Amerika`nın her zamanki büyük şeytanlığını yaptığını dile getiren Siyer Vakfı Kurucu Başkanı M. Emin Yıldırım da, “Dünyaya güya hukuk, demokrasi getireceğiz aldatmacasıyla onlarca yıldır İslam coğrafyasını işgal etme adına attıkları adımların geldiği son bir nokta. Ne yazık ki Suriye dediğimiz yüreğimizin önemli bir parçası olan coğrafyada Müslümanları şu anda bir yönüyle onlara göre terbiye ediyorlar, bir yönüyle de Müslümanların sinir uçlarıyla uğraşıyorlar. Bulunmaz bir fırsat oldu onlar için. Müslümanları, Suriye coğrafyasında çektikleri sıkıntıları daha da derinleştirerek kendi aslında temel hedefleri olan İslam`ı kontrol altına alma ve Müslümanları kendi oluşturdukları algılar üzerinden yönlendirme konusunda bir hedefleri var. Ve ne yazık ki bunu da yapıyorlar. Yaşadığımız bu son süreç aslında uzun bir sürecin devamı…” ifadelerini kıllandı.
“HALEPÇE`NİN YILDÖNÜMÜNDE YENİ BİR HALEPÇE YAŞATTILAR”
Mazlumların kanlarının zalimleri boğacağını dile getiren Yıldırım, “Yakın bir zamanda İsrail`in Kudüs`te ezanı yasaklaması, Suriye`de yaşanan hadiseler, işte en son Amerika`nın yaptığı bu katliam… Hepsi aslında gösteriyor ki bir oyun oynanıyor.

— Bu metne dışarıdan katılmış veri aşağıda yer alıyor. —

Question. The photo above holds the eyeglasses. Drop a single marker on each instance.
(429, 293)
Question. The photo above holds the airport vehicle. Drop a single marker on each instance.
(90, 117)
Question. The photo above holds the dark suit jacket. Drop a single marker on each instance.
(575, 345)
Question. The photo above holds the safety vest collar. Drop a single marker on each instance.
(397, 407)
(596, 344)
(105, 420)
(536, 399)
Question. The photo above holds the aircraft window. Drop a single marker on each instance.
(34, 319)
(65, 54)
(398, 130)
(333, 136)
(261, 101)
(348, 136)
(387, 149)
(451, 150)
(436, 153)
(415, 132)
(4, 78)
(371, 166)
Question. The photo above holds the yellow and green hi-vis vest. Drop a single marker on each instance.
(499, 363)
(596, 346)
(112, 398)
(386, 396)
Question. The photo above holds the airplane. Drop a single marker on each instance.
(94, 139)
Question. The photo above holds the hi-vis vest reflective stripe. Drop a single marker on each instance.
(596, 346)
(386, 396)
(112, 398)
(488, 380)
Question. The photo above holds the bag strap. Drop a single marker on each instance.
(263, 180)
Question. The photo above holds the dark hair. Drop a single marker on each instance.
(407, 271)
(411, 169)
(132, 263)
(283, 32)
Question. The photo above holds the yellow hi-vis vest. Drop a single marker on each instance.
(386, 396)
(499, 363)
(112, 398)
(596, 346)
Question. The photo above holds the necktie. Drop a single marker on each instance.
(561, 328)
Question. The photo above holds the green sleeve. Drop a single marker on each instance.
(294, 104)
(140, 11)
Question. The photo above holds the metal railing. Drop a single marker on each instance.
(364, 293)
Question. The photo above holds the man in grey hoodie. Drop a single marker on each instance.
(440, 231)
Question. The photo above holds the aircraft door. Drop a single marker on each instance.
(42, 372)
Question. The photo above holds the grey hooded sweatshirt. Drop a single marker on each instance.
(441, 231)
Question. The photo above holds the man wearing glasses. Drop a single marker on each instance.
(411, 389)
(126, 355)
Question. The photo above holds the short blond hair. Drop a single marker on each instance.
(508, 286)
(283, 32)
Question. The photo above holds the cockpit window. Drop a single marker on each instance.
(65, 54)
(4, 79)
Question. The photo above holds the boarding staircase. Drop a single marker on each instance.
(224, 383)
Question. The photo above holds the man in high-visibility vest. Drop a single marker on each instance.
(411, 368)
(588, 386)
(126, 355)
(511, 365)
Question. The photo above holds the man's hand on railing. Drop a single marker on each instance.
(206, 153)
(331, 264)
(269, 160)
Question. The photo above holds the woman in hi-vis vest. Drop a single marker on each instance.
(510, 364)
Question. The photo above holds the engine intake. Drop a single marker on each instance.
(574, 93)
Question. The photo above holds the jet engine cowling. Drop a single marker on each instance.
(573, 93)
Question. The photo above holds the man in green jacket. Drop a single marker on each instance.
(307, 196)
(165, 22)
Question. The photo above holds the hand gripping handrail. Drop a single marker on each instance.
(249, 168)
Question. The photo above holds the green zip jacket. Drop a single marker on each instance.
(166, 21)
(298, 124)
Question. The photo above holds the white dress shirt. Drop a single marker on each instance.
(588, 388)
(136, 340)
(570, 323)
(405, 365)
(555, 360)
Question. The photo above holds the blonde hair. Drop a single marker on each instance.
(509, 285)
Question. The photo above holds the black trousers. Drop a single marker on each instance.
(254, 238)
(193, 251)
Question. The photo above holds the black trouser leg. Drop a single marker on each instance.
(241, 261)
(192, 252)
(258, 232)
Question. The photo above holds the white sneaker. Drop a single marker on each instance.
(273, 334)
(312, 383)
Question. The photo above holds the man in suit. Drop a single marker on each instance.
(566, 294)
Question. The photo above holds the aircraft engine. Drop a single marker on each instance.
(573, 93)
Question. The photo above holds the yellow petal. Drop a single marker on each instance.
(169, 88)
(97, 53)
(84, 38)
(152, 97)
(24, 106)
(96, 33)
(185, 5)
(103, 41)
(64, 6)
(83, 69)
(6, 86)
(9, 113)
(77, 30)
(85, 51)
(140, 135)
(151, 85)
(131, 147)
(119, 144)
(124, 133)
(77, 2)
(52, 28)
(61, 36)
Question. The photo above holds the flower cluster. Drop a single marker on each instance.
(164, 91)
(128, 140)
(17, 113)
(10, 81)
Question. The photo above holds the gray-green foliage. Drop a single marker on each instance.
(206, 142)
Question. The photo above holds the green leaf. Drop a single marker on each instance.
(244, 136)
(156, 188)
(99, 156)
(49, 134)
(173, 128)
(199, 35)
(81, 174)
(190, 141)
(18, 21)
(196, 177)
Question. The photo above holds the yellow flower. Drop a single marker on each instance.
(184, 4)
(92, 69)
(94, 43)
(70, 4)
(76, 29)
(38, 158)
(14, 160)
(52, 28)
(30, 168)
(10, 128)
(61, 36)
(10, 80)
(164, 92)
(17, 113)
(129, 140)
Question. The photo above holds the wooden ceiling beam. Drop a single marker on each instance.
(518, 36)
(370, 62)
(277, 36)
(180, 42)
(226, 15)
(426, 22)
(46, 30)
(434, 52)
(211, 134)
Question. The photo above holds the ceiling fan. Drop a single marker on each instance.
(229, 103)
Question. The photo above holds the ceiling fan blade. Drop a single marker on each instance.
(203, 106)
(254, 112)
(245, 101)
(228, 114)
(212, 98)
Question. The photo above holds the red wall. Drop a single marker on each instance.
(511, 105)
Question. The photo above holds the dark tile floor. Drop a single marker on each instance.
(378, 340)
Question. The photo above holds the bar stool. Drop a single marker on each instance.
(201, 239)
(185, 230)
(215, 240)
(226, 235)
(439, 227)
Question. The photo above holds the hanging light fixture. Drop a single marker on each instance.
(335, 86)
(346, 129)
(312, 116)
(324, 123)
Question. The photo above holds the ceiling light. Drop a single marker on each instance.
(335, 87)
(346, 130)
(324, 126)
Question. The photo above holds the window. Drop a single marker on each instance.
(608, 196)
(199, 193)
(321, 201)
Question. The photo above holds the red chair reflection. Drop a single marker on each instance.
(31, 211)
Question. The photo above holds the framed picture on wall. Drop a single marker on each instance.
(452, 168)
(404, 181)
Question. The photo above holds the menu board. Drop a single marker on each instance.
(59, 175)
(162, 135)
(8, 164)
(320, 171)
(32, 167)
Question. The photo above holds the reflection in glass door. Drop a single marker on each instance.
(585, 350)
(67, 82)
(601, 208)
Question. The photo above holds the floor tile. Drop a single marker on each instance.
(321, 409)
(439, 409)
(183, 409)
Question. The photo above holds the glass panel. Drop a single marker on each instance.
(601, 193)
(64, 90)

Bu oyunda onların varmak istedikleri nihai hedef; İslam`ı dünyadan tamamen yok etmek ve insanlığın İslam adına umutlarını söndürmek, Müslümanların İslam`dan umutlarını söndürmek… Ama onların oyunları varsa Allah`ın da bir planı var. İnşallah bu plan onların başlarına geçecek. Ve akıttıkları o mazlumların kanları İnşallah zalimleri boğacak. Halepçe`nin yıldönümünde yeni bir Halepçe yaşattılar. Namazda şehit olan o insanların dünyalarını karartmış olsalar da o mazlumlar zalimlerin hem dünyalarını hem de ahiretlerini karartacak.” dedi.
‘KÜFÜR TEK MİLLETTİR`
Namaz Gönüllüleri Platformu Başkanı Abdullah Yıldız, cami katliamını yapanların herhangi bir hukuku gözetmediğini belirtti. İslam hukukunda din adamlarına, kadınlara ve çocuklara dokunulmadığını belirten Yıldız, “Bu camiyi bombalayanın, Müslümanları şehit edenlerin hangi düşman olduğunu tartışmak anlamsız. Ama Esed, ama Amerika, ama Rus`lar, ama siyonist İsrail fark etmez. Sonuçta öldürülenler Müslüman. Bizi üzen taraf bazen Müslüman görünümlü insanlar eliyle de bu katliamlar yapılabiliyor. Bazen de kendileri yapıyor, grupların üzerine atıyorlar ki; Müslümanlar birbirlerine daha fazla düşsünler, kavga etsinler, savaşsınlar diye. Hele hele namaz kılarken camide insanların şehit edilmesi… İnsanlık tarihinde Peygamber (a.s.v)`ın savaş hukukunda din adamlarına, kadınlara, çocuklara dokunulmazdı... Bu saldırganlık uluslararası sözde savaş hukukuna da aykırı, fakat bütün son gelişmeler, gerek Avrupa`da, gerekse burada Müslümanlara karşı fiili saldırılar ya da psikolojik baskılar ortaya koyuyor ki, bunların hiçbir kural tanıdığı yok. Küfür tek millettir.” şeklinde konuştu.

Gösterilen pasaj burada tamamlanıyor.